Enterprise provides community development organizations with a range of financial, operational and managerial support. For more information on where and how the Enterprise Foundation operates, visit www.enterprisefoundation.org.
Homelessness and other housing issues are, in large part, a question of the quantity, quality, and accessibility of available homes. You can improve all three of these factors by helping to build or fix up affordable housing or shelters in your community.
Check with your local public housing authority, or find the nearest chapter of Habitat for Humanity (http://www.habitat.org) to find opportunities for you to really put your back into combating homelessness.

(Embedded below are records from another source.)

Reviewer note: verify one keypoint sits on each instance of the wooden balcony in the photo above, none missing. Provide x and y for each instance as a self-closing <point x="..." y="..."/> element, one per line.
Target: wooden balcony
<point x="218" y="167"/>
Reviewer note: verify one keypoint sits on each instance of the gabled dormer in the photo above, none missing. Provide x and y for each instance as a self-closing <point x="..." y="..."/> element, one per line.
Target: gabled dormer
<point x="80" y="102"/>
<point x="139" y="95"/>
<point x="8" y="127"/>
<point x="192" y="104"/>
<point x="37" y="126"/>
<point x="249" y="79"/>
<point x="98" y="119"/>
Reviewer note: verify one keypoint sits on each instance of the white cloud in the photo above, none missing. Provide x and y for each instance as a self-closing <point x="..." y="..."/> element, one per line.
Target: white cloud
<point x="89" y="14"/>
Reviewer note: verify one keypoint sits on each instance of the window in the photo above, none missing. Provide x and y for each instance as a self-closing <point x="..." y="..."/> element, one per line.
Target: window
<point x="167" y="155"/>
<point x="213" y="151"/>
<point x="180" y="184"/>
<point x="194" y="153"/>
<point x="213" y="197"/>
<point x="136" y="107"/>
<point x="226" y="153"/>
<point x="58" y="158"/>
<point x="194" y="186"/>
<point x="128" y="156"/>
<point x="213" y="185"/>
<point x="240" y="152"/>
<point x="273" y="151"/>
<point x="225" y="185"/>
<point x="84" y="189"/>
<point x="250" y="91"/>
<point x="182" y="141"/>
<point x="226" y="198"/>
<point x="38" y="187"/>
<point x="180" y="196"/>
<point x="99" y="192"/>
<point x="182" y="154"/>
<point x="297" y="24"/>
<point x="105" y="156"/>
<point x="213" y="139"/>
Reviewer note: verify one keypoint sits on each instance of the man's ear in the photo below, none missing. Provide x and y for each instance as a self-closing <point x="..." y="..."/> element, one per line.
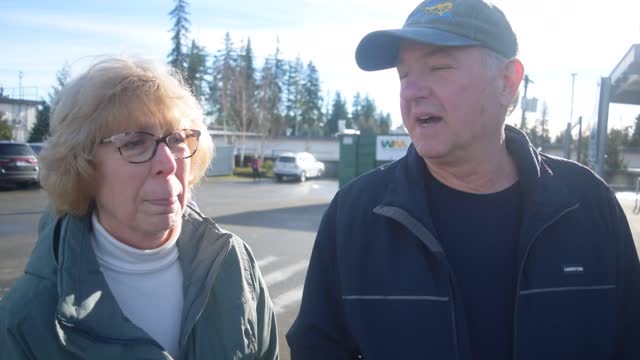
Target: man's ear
<point x="512" y="72"/>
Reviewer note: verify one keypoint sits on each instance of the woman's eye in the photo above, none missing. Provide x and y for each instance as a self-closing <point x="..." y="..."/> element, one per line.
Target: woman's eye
<point x="134" y="144"/>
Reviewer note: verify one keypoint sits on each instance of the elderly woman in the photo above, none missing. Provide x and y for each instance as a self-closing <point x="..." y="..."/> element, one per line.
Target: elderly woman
<point x="124" y="268"/>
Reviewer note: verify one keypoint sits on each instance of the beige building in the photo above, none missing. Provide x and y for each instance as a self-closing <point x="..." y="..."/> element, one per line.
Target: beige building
<point x="20" y="115"/>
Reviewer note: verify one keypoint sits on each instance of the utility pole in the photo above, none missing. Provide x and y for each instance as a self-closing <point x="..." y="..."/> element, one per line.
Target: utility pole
<point x="523" y="121"/>
<point x="567" y="137"/>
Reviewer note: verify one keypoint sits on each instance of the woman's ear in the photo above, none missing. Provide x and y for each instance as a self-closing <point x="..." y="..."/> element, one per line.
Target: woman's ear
<point x="511" y="76"/>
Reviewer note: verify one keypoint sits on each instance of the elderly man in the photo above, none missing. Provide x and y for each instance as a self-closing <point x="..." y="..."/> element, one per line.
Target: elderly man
<point x="473" y="245"/>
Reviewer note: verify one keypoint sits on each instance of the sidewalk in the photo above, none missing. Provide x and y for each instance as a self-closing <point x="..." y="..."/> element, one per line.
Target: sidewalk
<point x="627" y="200"/>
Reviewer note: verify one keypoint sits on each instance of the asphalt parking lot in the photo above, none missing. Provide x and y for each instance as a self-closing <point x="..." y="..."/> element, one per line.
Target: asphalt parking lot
<point x="278" y="220"/>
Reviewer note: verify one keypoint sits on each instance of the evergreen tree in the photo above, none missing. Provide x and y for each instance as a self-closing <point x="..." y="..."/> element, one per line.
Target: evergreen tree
<point x="180" y="38"/>
<point x="368" y="122"/>
<point x="311" y="117"/>
<point x="338" y="112"/>
<point x="62" y="77"/>
<point x="5" y="128"/>
<point x="355" y="112"/>
<point x="293" y="95"/>
<point x="270" y="121"/>
<point x="221" y="88"/>
<point x="245" y="95"/>
<point x="196" y="69"/>
<point x="40" y="130"/>
<point x="635" y="136"/>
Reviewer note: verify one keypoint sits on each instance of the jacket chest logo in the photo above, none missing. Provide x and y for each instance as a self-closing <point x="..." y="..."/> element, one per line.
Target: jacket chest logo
<point x="572" y="269"/>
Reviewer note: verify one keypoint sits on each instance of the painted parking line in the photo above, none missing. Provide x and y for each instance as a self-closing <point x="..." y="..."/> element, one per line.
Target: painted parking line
<point x="283" y="274"/>
<point x="266" y="261"/>
<point x="287" y="299"/>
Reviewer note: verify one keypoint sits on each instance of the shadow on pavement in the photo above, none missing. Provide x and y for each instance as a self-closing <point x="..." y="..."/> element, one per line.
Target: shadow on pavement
<point x="303" y="218"/>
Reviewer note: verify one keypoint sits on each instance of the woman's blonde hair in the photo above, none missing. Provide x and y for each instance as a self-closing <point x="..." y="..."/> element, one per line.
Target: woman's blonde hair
<point x="114" y="95"/>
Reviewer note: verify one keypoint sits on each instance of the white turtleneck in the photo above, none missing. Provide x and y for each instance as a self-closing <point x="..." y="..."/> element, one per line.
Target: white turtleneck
<point x="147" y="284"/>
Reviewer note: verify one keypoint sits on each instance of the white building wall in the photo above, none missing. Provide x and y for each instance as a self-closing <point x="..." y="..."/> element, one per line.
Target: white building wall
<point x="21" y="117"/>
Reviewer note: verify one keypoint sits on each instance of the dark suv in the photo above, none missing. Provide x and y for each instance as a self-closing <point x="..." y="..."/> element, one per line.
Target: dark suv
<point x="18" y="164"/>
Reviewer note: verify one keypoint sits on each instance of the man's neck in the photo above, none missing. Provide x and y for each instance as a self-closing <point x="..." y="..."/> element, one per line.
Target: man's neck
<point x="488" y="174"/>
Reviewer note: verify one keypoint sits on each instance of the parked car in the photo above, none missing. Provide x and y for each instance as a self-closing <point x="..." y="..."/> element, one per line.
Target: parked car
<point x="297" y="165"/>
<point x="36" y="147"/>
<point x="18" y="164"/>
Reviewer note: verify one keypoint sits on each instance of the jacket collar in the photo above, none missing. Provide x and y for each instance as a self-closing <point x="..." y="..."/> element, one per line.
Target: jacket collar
<point x="543" y="195"/>
<point x="87" y="313"/>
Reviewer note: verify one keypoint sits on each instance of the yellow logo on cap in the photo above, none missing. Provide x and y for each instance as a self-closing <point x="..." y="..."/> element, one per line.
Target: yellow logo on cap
<point x="439" y="9"/>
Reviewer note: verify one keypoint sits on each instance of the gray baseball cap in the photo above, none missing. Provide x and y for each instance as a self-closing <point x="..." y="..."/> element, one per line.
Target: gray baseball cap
<point x="442" y="23"/>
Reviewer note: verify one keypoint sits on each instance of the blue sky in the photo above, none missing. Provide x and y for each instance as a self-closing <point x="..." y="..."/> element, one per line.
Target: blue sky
<point x="557" y="38"/>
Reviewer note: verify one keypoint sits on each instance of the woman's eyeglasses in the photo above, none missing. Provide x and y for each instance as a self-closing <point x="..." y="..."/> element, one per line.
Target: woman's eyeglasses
<point x="139" y="146"/>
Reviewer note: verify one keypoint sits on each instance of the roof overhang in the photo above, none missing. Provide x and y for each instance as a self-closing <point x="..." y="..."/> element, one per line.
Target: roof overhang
<point x="625" y="78"/>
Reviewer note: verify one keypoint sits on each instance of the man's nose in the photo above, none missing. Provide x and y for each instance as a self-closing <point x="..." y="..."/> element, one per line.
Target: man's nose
<point x="164" y="162"/>
<point x="413" y="87"/>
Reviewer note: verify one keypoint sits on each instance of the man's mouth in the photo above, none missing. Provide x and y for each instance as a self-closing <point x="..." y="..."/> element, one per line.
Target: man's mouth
<point x="428" y="119"/>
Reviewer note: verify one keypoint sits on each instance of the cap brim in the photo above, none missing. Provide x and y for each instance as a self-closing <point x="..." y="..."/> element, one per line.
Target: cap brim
<point x="378" y="50"/>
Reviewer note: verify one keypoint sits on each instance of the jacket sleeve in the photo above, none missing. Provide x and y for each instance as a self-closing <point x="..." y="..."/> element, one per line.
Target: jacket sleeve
<point x="319" y="331"/>
<point x="10" y="345"/>
<point x="267" y="329"/>
<point x="628" y="336"/>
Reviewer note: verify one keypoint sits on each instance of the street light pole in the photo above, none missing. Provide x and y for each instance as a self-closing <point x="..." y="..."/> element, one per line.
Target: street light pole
<point x="567" y="138"/>
<point x="523" y="121"/>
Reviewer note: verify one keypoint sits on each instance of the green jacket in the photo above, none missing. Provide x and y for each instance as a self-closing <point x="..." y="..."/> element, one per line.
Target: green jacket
<point x="62" y="307"/>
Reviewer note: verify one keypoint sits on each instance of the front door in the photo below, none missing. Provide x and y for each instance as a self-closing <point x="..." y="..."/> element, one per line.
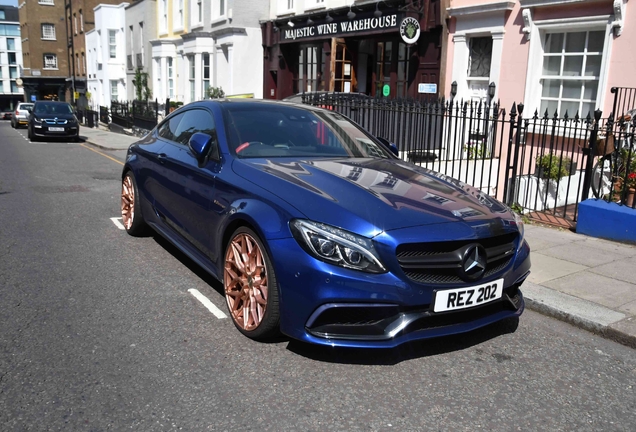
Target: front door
<point x="343" y="74"/>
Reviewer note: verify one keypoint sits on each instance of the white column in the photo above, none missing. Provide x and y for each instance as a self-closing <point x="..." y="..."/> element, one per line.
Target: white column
<point x="230" y="64"/>
<point x="198" y="76"/>
<point x="495" y="59"/>
<point x="460" y="64"/>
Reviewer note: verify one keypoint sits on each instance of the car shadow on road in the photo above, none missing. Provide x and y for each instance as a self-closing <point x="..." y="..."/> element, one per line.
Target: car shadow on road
<point x="392" y="356"/>
<point x="407" y="351"/>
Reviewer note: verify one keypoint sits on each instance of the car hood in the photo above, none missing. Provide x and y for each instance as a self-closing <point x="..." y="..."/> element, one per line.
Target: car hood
<point x="369" y="196"/>
<point x="46" y="116"/>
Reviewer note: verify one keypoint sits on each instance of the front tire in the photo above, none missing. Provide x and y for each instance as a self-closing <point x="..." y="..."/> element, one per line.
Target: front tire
<point x="250" y="286"/>
<point x="131" y="216"/>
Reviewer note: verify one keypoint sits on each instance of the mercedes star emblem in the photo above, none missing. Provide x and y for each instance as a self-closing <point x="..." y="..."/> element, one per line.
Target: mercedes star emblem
<point x="473" y="263"/>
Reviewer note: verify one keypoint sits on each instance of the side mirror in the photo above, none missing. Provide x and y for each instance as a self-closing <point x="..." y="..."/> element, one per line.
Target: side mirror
<point x="204" y="147"/>
<point x="389" y="145"/>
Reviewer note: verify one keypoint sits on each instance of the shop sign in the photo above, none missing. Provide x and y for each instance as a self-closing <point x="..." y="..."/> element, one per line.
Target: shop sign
<point x="427" y="88"/>
<point x="410" y="30"/>
<point x="341" y="28"/>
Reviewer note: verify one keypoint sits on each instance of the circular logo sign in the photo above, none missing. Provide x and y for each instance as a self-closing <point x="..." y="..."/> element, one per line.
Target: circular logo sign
<point x="410" y="30"/>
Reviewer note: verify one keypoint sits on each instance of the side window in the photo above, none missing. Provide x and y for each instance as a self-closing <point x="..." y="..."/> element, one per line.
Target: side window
<point x="194" y="121"/>
<point x="169" y="128"/>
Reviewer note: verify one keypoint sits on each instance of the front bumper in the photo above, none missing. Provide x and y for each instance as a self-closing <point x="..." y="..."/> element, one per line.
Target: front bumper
<point x="328" y="305"/>
<point x="66" y="132"/>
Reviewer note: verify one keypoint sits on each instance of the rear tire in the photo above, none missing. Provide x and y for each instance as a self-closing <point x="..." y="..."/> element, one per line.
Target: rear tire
<point x="131" y="216"/>
<point x="250" y="285"/>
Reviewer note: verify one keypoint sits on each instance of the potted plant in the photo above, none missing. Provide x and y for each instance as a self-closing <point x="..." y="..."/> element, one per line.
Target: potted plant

The National Coalition for the Homeless works to secure housing justice, economic justice, health care justice, and civil and voting rights in order to eliminate the causes of homelessness in the United Starts. The Coalition uses grassroots organizing, public education, policy advocacy, technical assistance, and partnerships to promote and advance its mission.
*For more information on the issues of justice and homelessness, and to find how you can help, visit www.nationalhomeless.org.
While not explicitly a homeless charity, America's Second Harvest addresses some of the same concerns as do many homeless charities. In fact, Second Harvest's mission extends to all the hungry in the United States, aiming to create a hunger-free America.
Hunger in America is widespread, even if it does not look like the hunger we see in places like Africa or Afghanistan. Therefore, America's Second Harvest works to not only to distribute food, but also to increase public awareness of domestic hunger and advocate for policies that benefit America's hungry. The America's Second Harvest food bank network serves people in need in every county in the United States, securing and storing surplus food and distributing it through local service agencies.
*For more information about America's Second Harvest, its work, and how to help, visit www.secondharvest.org.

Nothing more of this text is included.